In just four days as Premier of Queensland, Campbell Newman has already done as much as Barry O’Farrell and Ted Baillieu have done in a year between them.
And unlike O’Farrell, he hasn’t set up any boards, commissions or inquiries, or given any of his power away.
In fact, Can-Do hasn’t even bothered to pick most of his ministers before getting stuck in. He has been making decisions himself, with a little bit of help from deputy Jeff Seeney and new Treasurer Tim Nicholls.
Newman has already warned other wannabe-ministers that when he does pick them, he’ll be ready to sack them if they don’t perform.
And he has already done that to six senior public servants who worked for the Bligh government, replacing them with six of his own people, without bothering to advertise. Four of these new department heads worked with Newman in his seven-year stint as mayor of Brisbane. Another is former Queensland Liberal MP and party president Michael Caltabiano, who will run the Department of Transport and Main Roads.
Asked on ABC 612 whether this meant he was politicising the public service — as he has often criticised Labor for doing — Newman replied: “Here’s the difference: he [Caltabiano] is a civil engineer, he’s a project manager, he’s qualified to do the job. They appointed people who didn’t have a clue what they were doing.”
“Yes, he has been a political player, but … he will build roads, he will fix the public transport system … he will deliver. I know this bloke will rev this department up and make it happen.”
We’ll see.
Newman’s next step is to tell the massed ranks of the public service what’s coming their way. Jeff Seeney is meeting the unions today to outline the new government’s plans to “cut waste” and cap wages growth at 3%. Already there are talks of cuts and strikes by nurses, despite a pledge by the LNP of no forced redundancies. Watch this space.
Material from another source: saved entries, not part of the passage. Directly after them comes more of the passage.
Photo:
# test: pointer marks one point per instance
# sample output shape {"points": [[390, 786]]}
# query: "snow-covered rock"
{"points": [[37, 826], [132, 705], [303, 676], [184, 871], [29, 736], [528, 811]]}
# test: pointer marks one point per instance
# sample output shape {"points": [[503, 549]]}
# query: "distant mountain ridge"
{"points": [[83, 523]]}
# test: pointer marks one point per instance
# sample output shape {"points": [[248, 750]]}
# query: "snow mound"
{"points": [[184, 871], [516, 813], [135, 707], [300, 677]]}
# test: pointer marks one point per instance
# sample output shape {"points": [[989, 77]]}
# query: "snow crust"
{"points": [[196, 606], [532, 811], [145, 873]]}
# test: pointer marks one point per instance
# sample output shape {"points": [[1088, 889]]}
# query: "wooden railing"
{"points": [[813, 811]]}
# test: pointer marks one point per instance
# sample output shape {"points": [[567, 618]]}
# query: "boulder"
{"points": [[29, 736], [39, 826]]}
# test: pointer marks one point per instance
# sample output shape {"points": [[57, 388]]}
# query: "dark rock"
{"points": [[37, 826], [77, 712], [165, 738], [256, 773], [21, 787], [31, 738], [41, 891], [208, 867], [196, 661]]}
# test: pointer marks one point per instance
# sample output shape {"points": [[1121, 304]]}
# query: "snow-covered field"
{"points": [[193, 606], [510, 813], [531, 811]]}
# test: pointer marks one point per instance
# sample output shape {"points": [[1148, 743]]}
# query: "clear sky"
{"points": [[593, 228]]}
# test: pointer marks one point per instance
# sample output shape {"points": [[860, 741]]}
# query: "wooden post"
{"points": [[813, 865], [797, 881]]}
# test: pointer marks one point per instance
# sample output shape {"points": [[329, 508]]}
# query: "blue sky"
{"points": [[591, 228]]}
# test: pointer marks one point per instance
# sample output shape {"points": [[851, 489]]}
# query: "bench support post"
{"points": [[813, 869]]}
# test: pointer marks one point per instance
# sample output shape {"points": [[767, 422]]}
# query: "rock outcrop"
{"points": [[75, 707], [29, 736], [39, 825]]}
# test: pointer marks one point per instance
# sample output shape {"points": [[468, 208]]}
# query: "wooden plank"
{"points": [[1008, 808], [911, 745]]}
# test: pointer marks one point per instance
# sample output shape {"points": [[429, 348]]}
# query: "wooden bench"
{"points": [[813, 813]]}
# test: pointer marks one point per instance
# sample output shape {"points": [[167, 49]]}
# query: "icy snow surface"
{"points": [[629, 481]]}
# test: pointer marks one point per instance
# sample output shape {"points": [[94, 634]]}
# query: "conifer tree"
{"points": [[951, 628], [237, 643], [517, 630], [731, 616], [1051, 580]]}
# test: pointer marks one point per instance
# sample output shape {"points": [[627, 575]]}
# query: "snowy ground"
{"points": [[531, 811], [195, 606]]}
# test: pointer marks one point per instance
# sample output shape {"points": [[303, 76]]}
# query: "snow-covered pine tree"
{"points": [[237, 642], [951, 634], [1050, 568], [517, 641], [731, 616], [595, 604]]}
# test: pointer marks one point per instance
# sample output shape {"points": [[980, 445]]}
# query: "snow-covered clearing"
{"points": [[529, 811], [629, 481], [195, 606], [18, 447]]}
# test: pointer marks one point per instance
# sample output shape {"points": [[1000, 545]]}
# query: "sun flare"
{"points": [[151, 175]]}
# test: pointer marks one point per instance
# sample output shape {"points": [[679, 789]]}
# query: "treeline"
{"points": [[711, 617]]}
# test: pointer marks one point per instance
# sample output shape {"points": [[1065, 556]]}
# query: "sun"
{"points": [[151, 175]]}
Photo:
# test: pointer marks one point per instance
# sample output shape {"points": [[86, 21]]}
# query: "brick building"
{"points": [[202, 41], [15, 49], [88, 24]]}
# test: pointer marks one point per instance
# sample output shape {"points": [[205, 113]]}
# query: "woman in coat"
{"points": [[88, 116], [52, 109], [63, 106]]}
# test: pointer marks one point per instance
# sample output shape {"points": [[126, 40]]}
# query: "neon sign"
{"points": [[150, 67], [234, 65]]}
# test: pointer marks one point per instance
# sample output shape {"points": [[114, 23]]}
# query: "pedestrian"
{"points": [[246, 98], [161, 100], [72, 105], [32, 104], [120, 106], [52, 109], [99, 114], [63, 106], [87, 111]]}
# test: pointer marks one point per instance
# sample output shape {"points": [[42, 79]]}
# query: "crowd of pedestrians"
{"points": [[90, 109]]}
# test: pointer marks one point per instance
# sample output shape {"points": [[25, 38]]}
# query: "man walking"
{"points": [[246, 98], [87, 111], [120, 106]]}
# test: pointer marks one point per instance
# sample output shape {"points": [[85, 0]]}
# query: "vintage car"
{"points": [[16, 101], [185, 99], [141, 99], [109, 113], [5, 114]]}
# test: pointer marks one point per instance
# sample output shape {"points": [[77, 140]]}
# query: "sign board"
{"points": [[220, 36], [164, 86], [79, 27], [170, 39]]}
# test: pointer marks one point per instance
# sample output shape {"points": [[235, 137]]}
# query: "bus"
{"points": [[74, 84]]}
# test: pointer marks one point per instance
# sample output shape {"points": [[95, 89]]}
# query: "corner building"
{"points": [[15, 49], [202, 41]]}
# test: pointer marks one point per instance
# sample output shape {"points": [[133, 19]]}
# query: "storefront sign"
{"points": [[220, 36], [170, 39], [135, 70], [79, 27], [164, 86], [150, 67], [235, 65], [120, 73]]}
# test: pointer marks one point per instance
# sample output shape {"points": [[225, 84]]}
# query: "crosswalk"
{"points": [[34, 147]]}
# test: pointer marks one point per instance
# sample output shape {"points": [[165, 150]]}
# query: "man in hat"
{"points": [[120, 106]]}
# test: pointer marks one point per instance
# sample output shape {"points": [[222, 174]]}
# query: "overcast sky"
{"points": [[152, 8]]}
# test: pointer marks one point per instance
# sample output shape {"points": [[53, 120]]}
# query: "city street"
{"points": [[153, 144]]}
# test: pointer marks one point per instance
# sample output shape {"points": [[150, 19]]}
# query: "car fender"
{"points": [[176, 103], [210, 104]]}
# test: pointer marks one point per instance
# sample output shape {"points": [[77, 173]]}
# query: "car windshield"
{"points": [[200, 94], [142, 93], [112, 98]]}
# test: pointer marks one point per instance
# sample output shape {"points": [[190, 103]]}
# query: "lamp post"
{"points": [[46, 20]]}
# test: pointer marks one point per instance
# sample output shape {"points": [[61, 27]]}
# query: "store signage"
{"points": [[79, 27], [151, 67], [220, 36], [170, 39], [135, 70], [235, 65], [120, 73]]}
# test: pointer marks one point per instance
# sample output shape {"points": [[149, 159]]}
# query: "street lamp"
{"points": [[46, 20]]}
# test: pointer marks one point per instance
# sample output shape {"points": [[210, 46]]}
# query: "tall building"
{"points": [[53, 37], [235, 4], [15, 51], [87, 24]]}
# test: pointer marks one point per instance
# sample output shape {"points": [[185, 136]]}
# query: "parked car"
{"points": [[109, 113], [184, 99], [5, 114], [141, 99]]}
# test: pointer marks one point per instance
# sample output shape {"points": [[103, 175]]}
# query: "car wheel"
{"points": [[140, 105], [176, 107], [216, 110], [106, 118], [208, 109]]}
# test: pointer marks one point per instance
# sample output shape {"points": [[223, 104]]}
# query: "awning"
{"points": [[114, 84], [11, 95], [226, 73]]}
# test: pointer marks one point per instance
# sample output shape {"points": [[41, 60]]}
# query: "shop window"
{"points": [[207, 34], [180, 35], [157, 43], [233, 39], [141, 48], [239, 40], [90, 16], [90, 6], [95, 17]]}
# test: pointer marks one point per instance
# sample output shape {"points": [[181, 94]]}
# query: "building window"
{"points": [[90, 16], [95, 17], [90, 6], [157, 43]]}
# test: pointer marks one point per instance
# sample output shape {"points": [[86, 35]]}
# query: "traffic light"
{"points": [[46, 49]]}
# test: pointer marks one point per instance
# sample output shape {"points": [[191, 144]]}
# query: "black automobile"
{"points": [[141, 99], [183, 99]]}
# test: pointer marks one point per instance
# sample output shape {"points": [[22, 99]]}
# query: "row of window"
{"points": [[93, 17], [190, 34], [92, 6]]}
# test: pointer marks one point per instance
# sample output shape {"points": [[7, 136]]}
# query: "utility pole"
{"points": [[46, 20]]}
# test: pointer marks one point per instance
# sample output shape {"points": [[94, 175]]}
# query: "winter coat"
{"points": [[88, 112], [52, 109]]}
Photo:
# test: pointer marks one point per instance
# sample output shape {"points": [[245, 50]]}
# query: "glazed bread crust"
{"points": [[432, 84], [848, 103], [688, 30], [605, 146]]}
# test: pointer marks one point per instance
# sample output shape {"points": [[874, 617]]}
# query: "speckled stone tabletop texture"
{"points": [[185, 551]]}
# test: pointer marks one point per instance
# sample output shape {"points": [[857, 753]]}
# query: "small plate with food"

Meanwhile, Newman has given Anna Bligh’s husband, Greg Withers, who heads Queensland’s carbon reduction program, the unpleasant job of dismantling $276 million worth of clean energy initiatives pledged by the old government. This is expected to include scrapping a $75 million contribution to the $1.2 billion Solar Dawn research project and power plant west of Toowoomba.
But it’s not yet clear whether the LNP will be game to pull the plug. It’s not a good look for the Sunshine State to be shutting down solar power, and there is a risk the project would collapse if Queensland refused to back it. The rationale is that there is no need for such special assistance if Australia has a carbon tax as well.
But possibly Newman’s most interesting decision is to can the expansion of New Hope Coal’s open-cut mine at Acland on the Darling Downs, from 4.8 million tonnes to 10 million tonnes, because it will swallow up “strategic” farmland. Judging by pictures of the existing mine on Google Maps, there would be an awful lot of farmland left even if the pit were 10 times the size. But the promise was in the LNP’s election program and will doubtless play well with the farmers, whom the Nationals in the LNP see as their core constituency.
Newman has also put the kybosh on a $3 billion coal-to-liquids processing plant on the Darling Downs at Felton, which the project’s French backers, Ambre Energy, claim could produce one-fifth of the LPG and unleaded petrol used in Queensland.
So, miners looking for a free ride from the new government, take note: Newman’s a farmer at heart.